= James Adey Ogle =

English physician (1792-1857)

James Adey Ogle (1792–1857) was an English medical doctor.

==Life==
He was born on 22 October 1792 in Great Russell Street, London, where his father Richard Ogle had a good practice as a general practitioner. In 1808 he was sent to Eton College, under Joseph Goodall, staying two years. In Lent term 1810 he entered as a commoner of Trinity College, Oxford, obtaining a scholarship in the following year. In Easter term 1813 he obtained a first class in mathematics.

Ogle became a medical student at the Windmill Street school. From 1814 he visited medical schools in France, Italy, and Germany. He also spent some winter sessions in Edinburgh, studying under Professors Gregory, Duncan, Hamilton, Gordon, Home, and Jamieson. Returning to London, he was a student at the Middlesex Hospital, and then at St. Bartholomew's Hospital, and proceeded to the degrees of M.A. and M.B. at Oxford in 1816 and 1817 respectively. Settling in Oxford, he graduated M.D. in 1820, and was appointed mathematical tutor of his college, Trinity, the same year. One of his pupils was John Henry Newman, who became a friend.

Ogle was elected F.R.C.P. in 1822, physician to the Radcliffe Infirmary and to the Warneford Lunatic Asylum at Oxford in 1824, Aldrich professor of medicine in the university in 1824, public examiner in 1825, Fellow of the Royal Society in 1826, and clinical professor of medicine in 1830. In 1836 he was associated with John Kidd and Charles Daubeny in a revision of the university statutes regulating medical degrees, and set up a public examination for the degree of M.B.

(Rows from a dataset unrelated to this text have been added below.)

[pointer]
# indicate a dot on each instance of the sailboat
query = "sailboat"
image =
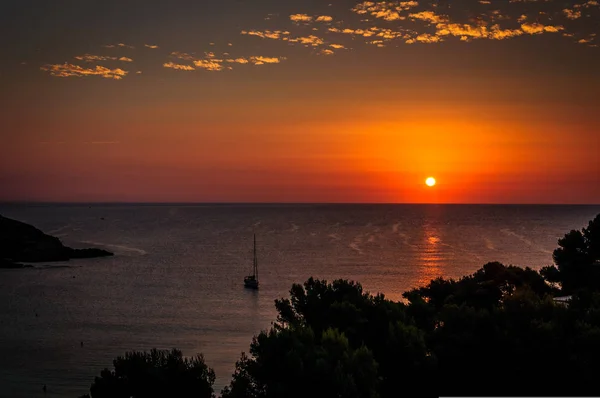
(251, 281)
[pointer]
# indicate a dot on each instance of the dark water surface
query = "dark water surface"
(176, 279)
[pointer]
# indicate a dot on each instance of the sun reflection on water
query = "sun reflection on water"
(430, 256)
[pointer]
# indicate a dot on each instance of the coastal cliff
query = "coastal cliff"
(21, 242)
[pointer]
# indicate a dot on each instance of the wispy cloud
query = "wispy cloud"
(301, 18)
(70, 70)
(121, 45)
(267, 34)
(172, 65)
(100, 58)
(210, 62)
(388, 11)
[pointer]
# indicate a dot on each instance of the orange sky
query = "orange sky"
(495, 121)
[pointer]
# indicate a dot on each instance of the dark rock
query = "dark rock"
(88, 253)
(20, 242)
(6, 264)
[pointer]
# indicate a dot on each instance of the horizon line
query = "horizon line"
(233, 203)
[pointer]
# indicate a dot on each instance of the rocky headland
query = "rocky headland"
(23, 243)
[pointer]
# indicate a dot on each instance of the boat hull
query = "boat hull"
(251, 285)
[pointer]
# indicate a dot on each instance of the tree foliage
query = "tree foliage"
(577, 260)
(495, 332)
(154, 374)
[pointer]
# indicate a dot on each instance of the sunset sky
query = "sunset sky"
(300, 101)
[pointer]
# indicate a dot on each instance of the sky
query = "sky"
(320, 101)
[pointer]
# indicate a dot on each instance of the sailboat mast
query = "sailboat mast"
(255, 260)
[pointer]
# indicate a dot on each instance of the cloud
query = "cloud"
(301, 18)
(258, 60)
(267, 34)
(428, 16)
(311, 40)
(184, 56)
(94, 58)
(122, 45)
(324, 18)
(537, 28)
(211, 63)
(100, 58)
(69, 70)
(172, 65)
(388, 11)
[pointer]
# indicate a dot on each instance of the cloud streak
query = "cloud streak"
(70, 70)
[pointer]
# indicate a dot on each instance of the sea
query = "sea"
(176, 280)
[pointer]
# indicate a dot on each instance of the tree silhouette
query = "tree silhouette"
(577, 260)
(154, 374)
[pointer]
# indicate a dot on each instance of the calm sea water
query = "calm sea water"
(176, 279)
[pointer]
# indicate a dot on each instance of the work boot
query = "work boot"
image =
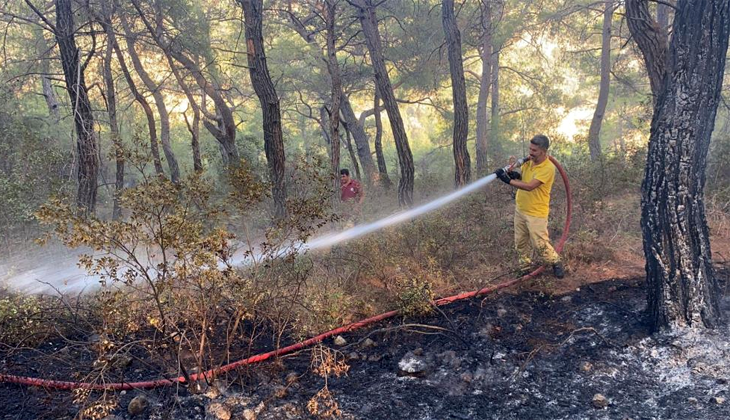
(558, 270)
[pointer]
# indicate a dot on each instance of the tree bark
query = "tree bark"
(351, 152)
(382, 168)
(462, 161)
(141, 100)
(683, 289)
(111, 106)
(485, 54)
(594, 132)
(194, 127)
(333, 68)
(156, 91)
(49, 94)
(224, 129)
(369, 24)
(264, 87)
(652, 41)
(86, 143)
(361, 142)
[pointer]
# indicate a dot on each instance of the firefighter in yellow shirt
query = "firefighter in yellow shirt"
(532, 206)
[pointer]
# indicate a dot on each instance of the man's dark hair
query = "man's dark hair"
(541, 141)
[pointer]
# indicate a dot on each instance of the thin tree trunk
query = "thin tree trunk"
(594, 138)
(351, 151)
(651, 39)
(485, 54)
(156, 91)
(462, 161)
(86, 143)
(380, 157)
(193, 128)
(333, 68)
(264, 87)
(49, 94)
(225, 128)
(369, 24)
(361, 142)
(683, 289)
(111, 38)
(111, 106)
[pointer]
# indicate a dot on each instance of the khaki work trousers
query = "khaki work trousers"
(531, 234)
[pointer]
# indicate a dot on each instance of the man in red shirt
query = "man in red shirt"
(352, 195)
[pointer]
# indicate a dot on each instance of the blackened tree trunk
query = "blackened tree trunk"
(382, 168)
(651, 39)
(462, 161)
(683, 290)
(333, 67)
(86, 144)
(361, 142)
(594, 138)
(156, 91)
(111, 106)
(485, 79)
(264, 87)
(369, 24)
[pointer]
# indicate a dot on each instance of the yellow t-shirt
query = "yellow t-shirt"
(536, 203)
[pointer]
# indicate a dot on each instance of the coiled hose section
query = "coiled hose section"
(67, 385)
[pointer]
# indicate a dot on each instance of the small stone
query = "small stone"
(368, 343)
(375, 358)
(217, 411)
(291, 378)
(412, 365)
(137, 405)
(599, 401)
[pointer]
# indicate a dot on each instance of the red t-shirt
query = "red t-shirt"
(350, 191)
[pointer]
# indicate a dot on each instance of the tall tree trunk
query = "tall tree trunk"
(462, 161)
(361, 142)
(683, 289)
(223, 127)
(156, 91)
(485, 54)
(264, 87)
(351, 152)
(382, 168)
(194, 127)
(369, 24)
(141, 100)
(333, 68)
(494, 130)
(42, 49)
(594, 138)
(86, 143)
(111, 106)
(651, 39)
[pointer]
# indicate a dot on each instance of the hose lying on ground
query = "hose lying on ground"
(54, 384)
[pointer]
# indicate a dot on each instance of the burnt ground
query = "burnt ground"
(521, 354)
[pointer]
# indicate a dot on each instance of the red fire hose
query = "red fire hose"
(53, 384)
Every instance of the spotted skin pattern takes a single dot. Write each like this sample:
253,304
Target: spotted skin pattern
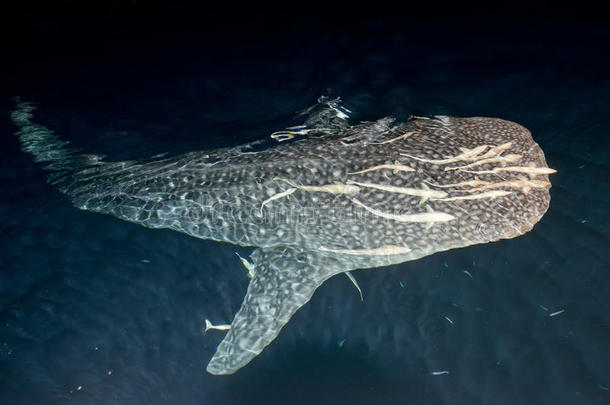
351,197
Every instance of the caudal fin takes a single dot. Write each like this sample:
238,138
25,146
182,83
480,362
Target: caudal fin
46,147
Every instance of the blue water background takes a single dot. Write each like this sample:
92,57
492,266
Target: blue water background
89,301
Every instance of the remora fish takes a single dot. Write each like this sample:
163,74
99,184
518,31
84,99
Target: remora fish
333,199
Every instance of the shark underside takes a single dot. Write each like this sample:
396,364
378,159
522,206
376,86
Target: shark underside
324,198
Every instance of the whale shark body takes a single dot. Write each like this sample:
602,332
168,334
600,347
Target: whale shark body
324,198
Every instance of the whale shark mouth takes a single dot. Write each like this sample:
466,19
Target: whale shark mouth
325,198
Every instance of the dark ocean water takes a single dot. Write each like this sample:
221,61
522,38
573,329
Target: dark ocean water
94,310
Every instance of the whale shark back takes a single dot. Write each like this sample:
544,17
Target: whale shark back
350,197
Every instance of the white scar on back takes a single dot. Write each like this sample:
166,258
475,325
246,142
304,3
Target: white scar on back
277,196
480,185
468,154
488,194
335,188
396,167
425,193
498,159
517,169
404,136
380,251
426,217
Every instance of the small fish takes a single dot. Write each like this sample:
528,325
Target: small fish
209,325
557,312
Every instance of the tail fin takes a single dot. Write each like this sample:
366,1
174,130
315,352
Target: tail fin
46,147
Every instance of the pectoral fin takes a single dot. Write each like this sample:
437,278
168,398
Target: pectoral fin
284,280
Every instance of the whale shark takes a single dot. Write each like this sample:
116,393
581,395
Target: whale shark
316,200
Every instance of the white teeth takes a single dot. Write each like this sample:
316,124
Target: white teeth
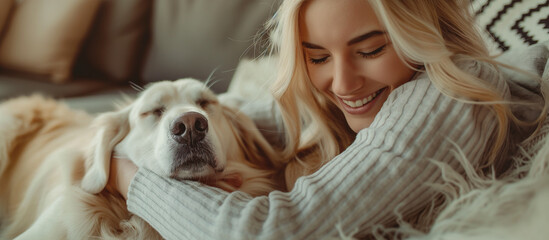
360,103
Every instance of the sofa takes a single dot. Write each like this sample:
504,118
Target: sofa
90,52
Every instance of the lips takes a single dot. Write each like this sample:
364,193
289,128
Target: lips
361,105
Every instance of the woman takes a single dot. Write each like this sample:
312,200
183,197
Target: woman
372,94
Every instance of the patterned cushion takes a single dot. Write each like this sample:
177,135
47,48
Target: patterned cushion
512,23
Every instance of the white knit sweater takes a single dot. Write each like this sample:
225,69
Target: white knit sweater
384,171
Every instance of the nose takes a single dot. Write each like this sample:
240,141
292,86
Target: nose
346,78
191,127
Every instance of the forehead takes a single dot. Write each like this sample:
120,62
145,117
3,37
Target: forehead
175,92
336,21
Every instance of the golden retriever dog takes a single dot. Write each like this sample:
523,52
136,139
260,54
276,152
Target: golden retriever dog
54,161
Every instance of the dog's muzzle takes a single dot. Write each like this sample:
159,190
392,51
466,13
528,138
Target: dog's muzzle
190,128
193,152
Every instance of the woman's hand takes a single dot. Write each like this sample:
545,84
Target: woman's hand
121,175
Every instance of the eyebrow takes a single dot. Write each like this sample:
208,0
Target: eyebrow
355,40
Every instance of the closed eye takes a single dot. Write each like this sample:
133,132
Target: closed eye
157,112
318,60
372,54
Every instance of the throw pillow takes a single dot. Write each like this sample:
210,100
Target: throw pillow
116,43
512,23
5,9
203,38
44,36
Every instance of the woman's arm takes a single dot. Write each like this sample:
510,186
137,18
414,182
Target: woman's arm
384,170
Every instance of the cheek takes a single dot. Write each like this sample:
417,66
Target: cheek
392,71
319,76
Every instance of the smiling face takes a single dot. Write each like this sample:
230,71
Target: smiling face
350,58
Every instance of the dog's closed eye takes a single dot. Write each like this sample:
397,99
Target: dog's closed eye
203,103
154,112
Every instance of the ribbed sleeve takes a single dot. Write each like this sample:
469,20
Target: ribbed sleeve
386,168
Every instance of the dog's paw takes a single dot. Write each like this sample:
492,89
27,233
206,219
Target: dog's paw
94,181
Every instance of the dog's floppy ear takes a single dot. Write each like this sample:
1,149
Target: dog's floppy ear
111,128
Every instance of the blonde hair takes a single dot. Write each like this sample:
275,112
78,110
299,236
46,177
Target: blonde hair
434,34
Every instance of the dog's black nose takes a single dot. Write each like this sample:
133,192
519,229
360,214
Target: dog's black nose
191,127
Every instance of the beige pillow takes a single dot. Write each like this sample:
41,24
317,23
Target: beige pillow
5,7
44,36
116,42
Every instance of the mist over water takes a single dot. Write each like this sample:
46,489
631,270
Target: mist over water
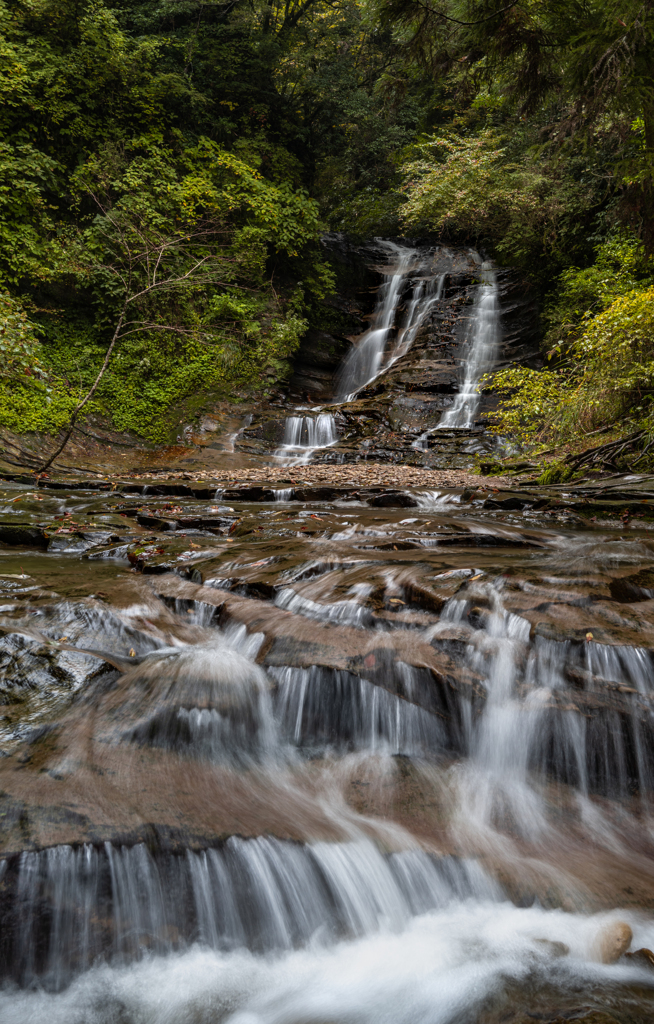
333,762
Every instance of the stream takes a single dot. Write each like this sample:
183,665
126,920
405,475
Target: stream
287,753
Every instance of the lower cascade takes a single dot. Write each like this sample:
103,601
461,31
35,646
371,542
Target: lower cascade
302,434
325,739
482,347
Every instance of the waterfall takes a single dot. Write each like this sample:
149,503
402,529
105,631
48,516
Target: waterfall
481,351
373,352
263,894
303,434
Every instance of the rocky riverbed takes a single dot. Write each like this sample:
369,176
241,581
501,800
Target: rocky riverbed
339,739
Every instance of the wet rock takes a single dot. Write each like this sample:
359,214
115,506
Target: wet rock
24,536
644,957
393,499
612,941
556,949
639,587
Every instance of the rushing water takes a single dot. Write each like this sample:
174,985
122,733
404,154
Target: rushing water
391,334
481,352
324,761
303,434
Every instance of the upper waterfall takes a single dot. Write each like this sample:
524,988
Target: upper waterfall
481,351
373,352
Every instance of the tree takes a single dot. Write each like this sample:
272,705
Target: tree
168,231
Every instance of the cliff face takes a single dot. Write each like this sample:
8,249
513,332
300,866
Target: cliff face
395,416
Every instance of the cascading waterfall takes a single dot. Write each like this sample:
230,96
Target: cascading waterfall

Ogle delivered the Harveian oration in 1844, and was appointed regius professor of medicine at Oxford by Lord John Russell in 1851, in succession to Kidd. He was president of the Provincial Medical Association at its meeting at Oxford in 1852, and was examiner in the new school of natural science in 1854-5. He died of apoplexy, after an illness of thirty hours, at the vicarage, Old Shoreham, the residence of his son-in-law James Bowling Mozley, on 25 September 1857; he was buried in St Sepulchre's Cemetery in Oxford.

==Works==
In 1841 appeared Ogle's only publication, A Letter to the Reverend the Warden of Wadham College, on the System of Education pursued at Oxford; with Suggestions for remodelling the Examination Statute. This pamphlet made the first suggestion of a natural science school at Oxford, established by a statute brought forward in 1851. He anticipated also a change, by his proposal for an admission examination.

==Family==
In 1810 Ogle married Sarah, younger daughter of Jeston Homfray, esq., of Broadwaters, near Kidderminster. She died in 1835, leaving four sons and five daughters.

Three of the four sons were clerics:

- James Ambrose Ogle (1824/1825–?).
- Richard Jeston Ogle (c.1826 –?).
- The third son, Dr. William Ogle (1827/1828–?), became superintendent of statistics in the registrar-general's office.
- Octavius Ogle (1828/1829–?).

Of the daughters (including one pair of twins):

- Janet (1821–1890) never married
- Amelia (1822–1872) married in 1856 James Bowling Mozley.
- Caroline (1822–1881) married in 1850 Manuel John Johnson.
- Mary (1823/4–?) married the Rev. Charles Walter Payne Crawfurd, and was mother of Raymond Crawfurd.
- Isabella Henrietta (1832–), the youngest, married in 1855 the Rev. Charles Terry, who was heir to the Pettiward Estate.

After the death of Amelia, Caroline (by then herself a widow) lived with Mozley and assisted in his parish work at Shoreham, until his death.